2. Die Haftungsinanspruchnahme des Klägers ist zu Unrecht erfolgt.
a) Im Streitfall kann unentschieden bleiben, ob der Kläger im Zeitpunkt der Abgabepflicht für die Steuererklärungen der GmbH als Verfügungsberechtigter im Sinne des § 35 AO anzusehen war. Zwar ist der Kläger nach der Beendigung seiner formellen Geschäftsführerstellung zum 31. März 1990 weiterhin nach außen für die GmbH aufgetreten; ferner hatte er Verfügungsmacht über die Konten der GmbH bei der D-Bank und der C-Bank; schließlich wurde auch die Geschäftspost der GmbH an Adressen des Klägers gesandt. Diese Umstände könnten für die Stellung des Klägers als Verfügungsberechtigter i. S. des § 35 AO sprechen; die Haftung nach den §§ 35, 69 AO setzt aber zudem voraus, dass zwischen einer Pflichtverletzung und dem mit dem Haftungsanspruch geltend gemachten Schaden Kausalität besteht. Dies ergibt sich aus dem Schadensersatzcharakter der Haftung nach den genannten Vorschriften. Ziel der Haftung ist es, Steuerausfälle auszugleichen, die durch schuldhafte Pflichtverletzungen der in § 34 und § 35 AO genannten Personen verursacht worden sind. Eine Haftung kommt danach nur in Betracht, wenn zwischen der Pflichtverletzung und dem Steuerausfall als dem auszugleichenden Schaden ein Kausalzusammenhang besteht. Dies gilt nicht nur im Falle der Nichterfüllung einer Steuerschuld (§ 69 Satz 1 Alt. 2 AO), sondern auch bei der Verletzung von Steuererklärungspflichten, wie sie das FA im Streitfall dem Kläger zum Vorwurf macht (vgl.

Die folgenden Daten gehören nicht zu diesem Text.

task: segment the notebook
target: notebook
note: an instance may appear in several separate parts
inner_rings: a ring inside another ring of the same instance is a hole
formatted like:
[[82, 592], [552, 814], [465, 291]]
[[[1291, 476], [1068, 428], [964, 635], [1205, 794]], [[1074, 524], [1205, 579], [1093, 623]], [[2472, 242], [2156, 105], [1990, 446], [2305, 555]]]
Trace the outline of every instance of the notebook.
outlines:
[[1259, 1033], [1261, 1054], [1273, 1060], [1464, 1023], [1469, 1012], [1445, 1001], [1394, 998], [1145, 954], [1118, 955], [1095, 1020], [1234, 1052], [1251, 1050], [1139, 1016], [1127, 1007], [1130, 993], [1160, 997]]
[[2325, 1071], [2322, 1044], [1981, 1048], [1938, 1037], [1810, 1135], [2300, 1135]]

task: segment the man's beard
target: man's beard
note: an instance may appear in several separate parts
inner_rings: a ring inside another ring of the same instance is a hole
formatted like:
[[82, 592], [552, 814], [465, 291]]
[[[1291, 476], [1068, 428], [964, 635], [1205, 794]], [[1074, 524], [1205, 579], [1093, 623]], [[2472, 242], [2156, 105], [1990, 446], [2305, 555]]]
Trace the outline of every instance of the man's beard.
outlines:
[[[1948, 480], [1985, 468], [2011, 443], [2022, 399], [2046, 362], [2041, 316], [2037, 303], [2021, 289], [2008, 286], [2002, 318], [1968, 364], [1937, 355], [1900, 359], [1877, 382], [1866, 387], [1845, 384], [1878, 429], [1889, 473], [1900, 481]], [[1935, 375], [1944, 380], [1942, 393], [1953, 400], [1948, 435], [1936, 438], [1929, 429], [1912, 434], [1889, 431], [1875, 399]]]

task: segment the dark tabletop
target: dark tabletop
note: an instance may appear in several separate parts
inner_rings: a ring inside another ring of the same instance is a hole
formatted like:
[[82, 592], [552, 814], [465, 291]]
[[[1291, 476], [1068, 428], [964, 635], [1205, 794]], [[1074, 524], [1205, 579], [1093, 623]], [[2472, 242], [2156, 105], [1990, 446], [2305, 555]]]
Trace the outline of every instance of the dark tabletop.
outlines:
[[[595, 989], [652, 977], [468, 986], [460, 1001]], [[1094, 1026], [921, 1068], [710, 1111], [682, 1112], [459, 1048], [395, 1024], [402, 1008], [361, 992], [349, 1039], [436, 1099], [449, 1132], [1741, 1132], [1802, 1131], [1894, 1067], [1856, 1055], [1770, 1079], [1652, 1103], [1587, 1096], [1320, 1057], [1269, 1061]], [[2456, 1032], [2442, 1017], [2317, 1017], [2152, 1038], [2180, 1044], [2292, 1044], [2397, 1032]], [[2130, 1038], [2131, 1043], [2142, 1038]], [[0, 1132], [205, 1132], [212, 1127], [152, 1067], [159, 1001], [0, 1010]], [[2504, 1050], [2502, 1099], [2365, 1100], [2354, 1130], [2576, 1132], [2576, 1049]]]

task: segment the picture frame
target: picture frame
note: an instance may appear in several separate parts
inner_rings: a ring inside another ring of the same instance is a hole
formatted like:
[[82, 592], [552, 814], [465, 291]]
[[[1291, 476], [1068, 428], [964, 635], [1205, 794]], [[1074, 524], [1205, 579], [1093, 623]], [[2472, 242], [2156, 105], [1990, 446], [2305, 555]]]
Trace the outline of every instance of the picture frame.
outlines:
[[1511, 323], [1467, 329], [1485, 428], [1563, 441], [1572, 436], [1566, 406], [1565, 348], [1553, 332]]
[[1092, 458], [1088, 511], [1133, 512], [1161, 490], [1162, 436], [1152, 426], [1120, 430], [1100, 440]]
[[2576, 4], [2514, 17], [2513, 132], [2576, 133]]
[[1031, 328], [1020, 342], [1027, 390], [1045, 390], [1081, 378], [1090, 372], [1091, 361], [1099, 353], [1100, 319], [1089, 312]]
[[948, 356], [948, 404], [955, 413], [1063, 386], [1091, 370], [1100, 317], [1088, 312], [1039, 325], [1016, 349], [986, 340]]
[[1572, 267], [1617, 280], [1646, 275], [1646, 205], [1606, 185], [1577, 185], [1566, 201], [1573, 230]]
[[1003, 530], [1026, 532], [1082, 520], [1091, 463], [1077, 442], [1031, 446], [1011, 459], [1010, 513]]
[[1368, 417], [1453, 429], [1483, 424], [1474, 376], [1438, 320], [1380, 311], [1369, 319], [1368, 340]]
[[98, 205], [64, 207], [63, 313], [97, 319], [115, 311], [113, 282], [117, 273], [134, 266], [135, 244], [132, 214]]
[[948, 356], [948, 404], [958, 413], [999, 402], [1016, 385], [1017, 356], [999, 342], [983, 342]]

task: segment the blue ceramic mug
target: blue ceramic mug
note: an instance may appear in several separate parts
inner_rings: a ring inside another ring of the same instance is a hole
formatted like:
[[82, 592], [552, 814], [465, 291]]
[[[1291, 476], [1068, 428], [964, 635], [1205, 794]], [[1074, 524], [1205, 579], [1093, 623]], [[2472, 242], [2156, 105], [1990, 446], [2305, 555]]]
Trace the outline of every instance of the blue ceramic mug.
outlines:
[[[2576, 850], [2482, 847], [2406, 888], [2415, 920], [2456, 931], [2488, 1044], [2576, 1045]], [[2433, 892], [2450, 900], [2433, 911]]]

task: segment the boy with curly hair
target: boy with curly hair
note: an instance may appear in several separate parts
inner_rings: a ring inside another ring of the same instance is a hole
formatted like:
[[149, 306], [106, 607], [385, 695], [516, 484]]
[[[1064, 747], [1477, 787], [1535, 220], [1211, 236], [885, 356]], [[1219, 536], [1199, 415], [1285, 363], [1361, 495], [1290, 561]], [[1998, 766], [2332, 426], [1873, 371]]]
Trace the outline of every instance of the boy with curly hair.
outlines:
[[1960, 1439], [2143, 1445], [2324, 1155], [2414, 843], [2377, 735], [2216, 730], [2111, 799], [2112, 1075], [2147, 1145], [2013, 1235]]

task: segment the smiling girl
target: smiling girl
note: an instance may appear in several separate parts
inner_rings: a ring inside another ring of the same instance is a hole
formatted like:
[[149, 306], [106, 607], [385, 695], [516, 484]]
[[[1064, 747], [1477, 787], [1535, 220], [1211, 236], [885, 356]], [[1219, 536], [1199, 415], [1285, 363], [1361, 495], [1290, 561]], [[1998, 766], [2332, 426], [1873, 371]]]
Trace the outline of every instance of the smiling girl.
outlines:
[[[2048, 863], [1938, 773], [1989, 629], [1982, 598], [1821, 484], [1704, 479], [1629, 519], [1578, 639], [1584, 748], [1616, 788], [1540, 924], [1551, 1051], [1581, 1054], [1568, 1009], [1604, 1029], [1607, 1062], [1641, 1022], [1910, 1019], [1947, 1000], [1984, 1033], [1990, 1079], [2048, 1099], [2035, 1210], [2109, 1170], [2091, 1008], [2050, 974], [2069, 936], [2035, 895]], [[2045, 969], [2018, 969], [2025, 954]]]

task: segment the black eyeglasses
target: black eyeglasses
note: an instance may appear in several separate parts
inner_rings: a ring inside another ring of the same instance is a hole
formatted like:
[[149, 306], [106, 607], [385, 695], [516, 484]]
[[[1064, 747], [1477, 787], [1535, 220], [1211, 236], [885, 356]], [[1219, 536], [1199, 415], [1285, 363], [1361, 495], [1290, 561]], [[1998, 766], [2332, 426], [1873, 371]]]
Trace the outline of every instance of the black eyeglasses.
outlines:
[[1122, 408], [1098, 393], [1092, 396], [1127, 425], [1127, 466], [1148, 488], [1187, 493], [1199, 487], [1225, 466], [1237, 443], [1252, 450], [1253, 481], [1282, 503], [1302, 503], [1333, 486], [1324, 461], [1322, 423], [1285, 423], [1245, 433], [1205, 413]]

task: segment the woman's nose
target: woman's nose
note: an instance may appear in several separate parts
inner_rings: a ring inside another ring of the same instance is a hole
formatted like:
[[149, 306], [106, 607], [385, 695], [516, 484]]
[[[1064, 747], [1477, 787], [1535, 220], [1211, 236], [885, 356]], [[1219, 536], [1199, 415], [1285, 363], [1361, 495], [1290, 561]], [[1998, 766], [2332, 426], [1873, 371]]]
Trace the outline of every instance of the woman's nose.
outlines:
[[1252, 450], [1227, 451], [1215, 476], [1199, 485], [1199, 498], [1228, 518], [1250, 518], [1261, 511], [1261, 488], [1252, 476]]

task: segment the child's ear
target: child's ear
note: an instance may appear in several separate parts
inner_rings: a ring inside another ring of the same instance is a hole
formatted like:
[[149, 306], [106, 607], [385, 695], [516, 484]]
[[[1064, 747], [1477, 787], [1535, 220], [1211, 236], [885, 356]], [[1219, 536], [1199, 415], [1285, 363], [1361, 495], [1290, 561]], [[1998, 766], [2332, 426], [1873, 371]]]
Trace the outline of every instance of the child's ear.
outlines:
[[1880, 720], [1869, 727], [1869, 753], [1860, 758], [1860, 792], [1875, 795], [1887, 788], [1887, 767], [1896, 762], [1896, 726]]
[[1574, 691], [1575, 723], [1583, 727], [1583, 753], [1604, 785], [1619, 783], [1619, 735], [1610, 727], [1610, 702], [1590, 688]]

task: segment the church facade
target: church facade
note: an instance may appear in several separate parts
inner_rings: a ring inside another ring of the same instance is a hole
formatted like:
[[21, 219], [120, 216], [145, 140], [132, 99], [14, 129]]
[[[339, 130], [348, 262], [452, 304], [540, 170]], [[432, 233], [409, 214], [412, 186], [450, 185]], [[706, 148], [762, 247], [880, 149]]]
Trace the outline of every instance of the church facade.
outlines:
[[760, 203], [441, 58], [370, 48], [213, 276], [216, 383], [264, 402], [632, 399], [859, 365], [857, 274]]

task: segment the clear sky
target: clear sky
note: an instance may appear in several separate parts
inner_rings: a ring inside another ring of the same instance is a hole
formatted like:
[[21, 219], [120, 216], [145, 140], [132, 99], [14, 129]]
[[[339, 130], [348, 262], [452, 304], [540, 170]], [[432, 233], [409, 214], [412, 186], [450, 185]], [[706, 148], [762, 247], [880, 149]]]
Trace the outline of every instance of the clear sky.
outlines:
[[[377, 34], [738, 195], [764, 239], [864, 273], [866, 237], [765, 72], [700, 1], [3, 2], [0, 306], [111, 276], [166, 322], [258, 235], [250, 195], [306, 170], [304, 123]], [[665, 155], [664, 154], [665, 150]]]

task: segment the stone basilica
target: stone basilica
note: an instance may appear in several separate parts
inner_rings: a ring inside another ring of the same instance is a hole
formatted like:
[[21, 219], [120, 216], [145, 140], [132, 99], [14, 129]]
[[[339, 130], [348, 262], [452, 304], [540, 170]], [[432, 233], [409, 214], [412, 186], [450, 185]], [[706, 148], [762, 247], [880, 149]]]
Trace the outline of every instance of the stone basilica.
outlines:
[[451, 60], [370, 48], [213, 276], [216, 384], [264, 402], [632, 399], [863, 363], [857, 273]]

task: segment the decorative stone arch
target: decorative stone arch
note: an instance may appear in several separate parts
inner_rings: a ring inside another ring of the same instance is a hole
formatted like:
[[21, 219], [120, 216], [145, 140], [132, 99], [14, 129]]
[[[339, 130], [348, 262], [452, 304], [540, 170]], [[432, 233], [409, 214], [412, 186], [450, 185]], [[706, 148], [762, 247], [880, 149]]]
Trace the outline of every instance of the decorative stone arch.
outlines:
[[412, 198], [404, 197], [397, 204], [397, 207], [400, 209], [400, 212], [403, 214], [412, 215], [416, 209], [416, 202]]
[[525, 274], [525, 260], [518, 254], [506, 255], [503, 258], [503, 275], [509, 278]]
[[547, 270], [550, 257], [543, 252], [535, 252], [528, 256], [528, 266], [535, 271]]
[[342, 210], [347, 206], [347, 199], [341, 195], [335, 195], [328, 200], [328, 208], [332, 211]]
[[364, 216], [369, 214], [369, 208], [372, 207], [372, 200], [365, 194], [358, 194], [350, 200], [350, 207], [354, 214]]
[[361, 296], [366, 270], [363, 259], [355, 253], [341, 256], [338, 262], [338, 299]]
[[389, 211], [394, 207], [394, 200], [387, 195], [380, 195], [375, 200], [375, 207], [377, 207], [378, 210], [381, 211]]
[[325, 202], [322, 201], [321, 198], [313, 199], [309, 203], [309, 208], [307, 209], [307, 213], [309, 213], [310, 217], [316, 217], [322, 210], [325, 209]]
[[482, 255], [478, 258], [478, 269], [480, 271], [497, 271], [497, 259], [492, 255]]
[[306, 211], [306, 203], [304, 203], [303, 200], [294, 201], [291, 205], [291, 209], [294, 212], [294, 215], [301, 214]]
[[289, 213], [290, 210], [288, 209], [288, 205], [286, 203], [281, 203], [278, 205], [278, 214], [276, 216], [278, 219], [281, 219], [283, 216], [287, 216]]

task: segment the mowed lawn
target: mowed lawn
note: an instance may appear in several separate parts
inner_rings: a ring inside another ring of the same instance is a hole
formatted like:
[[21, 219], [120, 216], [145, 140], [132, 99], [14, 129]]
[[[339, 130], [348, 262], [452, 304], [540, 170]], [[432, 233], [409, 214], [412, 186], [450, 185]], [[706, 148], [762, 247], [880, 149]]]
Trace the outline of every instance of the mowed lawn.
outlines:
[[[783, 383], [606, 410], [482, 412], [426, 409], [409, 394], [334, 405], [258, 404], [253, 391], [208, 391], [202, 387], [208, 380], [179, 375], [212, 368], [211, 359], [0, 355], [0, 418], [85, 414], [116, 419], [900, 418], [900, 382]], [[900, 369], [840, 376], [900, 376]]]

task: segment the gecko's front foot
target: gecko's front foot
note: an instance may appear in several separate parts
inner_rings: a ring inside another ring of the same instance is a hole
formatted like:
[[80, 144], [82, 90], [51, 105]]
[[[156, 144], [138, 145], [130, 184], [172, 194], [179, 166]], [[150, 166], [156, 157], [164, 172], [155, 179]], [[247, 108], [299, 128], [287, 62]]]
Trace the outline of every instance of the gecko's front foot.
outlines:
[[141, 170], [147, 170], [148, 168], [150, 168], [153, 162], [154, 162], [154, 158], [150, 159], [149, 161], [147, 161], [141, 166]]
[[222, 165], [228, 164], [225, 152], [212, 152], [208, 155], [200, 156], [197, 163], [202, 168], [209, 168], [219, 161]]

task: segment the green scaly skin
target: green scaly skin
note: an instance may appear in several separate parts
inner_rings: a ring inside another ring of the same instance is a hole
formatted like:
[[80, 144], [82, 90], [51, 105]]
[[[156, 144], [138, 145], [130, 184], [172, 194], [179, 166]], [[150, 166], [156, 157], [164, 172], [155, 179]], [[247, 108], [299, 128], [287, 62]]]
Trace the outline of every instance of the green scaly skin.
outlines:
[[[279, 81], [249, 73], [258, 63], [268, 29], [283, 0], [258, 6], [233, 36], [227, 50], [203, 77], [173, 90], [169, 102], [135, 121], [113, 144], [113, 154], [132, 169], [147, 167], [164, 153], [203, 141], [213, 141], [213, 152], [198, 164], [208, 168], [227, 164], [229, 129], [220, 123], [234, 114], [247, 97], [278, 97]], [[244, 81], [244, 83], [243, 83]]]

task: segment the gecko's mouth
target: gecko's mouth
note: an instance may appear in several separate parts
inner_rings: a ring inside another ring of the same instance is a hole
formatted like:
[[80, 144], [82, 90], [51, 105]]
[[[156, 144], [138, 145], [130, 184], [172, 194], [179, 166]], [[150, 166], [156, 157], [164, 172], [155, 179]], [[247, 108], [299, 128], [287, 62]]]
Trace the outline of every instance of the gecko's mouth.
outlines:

BFH-Urteil vom 6. März 2001 VII R 17/00, BFH/NV 2001, 1100).
Zur Begründung der Kausalität bedarf es der Feststellung, dass die GmbH überhaupt in der Lage gewesen wäre, die Steuerschuld zu begleichen, wenn der Kläger die von dem FA geforderte Handlung pflichtgemäß erfüllt hätte. Im Streitfall hätte aber auch bei einer fristgerechten Abgabe der Steuererklärungen eine Festsetzung der Steuerschuld nicht mehr stattgefunden, weil die GmbH bereits am 26. Juli 1991 gelöscht worden ist. In dieser Hinsicht ist davon auszugehen, dass für die nach Angaben des Klägers in der mündlichen Verhandlung steuerlich vertretene GmbH die Frist für die Abgabe der Steuererklärungen für 1989 allgemein bis zum 30. September 1990 verlängert war. Nach der Rechtsprechung wäre eine Festsetzung der Steuerschuld somit frühestens mit Ablauf der Steuererklärungsfrist für das Folgejahr - das Jahr 1990 - zu erwarten gewesen (vgl. BFH-Urteile in BFH/NV 2001, 1100 und vom 18.03.1970 - I R 176/69. BStBl II 1970, 556). In diesem Zeitpunkt - dem 30. September 1991 - war die Klägerin aber bereits gelöscht.
b) Der Kläger konnte auch nicht nach § 71 AO als Steuerhinterzieher in Anspruch genommen werden.
Auch die Haftung nach § 71 AO hat Schadenersatzcharakter; auch insoweit bestimmt sich der Umfang der Haftung danach, inwieweit die Steuerhinterziehung für den Steuerausfall ursächlich war (s. hierzu auch Boeker in Hübschmann/Hepp/Spitaler, Abgabenordnung/Finanzgerichtsordnung, § 69 AO Rz. 30, m.w.N.). Dies war aber - wie dargelegt - hier nicht der Fall.
c) Ein Einstehen müssen des Klägers für fremde Steuerschulden kam danach im Streitfall wegen der insoweit einschränkenden Voraussetzungen der §§ 69, 71 AO nicht in Betracht. Der Senat verkennt nicht, dass die streitigen Geschäftsvorfälle möglicherweise eine persönliche Steuerschuld des Kläger als Empfänger der verdeckten Gewinnausschüttungen begründet haben könnten; darüber war aber im Streitfall nicht zu befinden.
3. Die Kostenentscheidung beruht auf § 135 Abs. 1 FGO.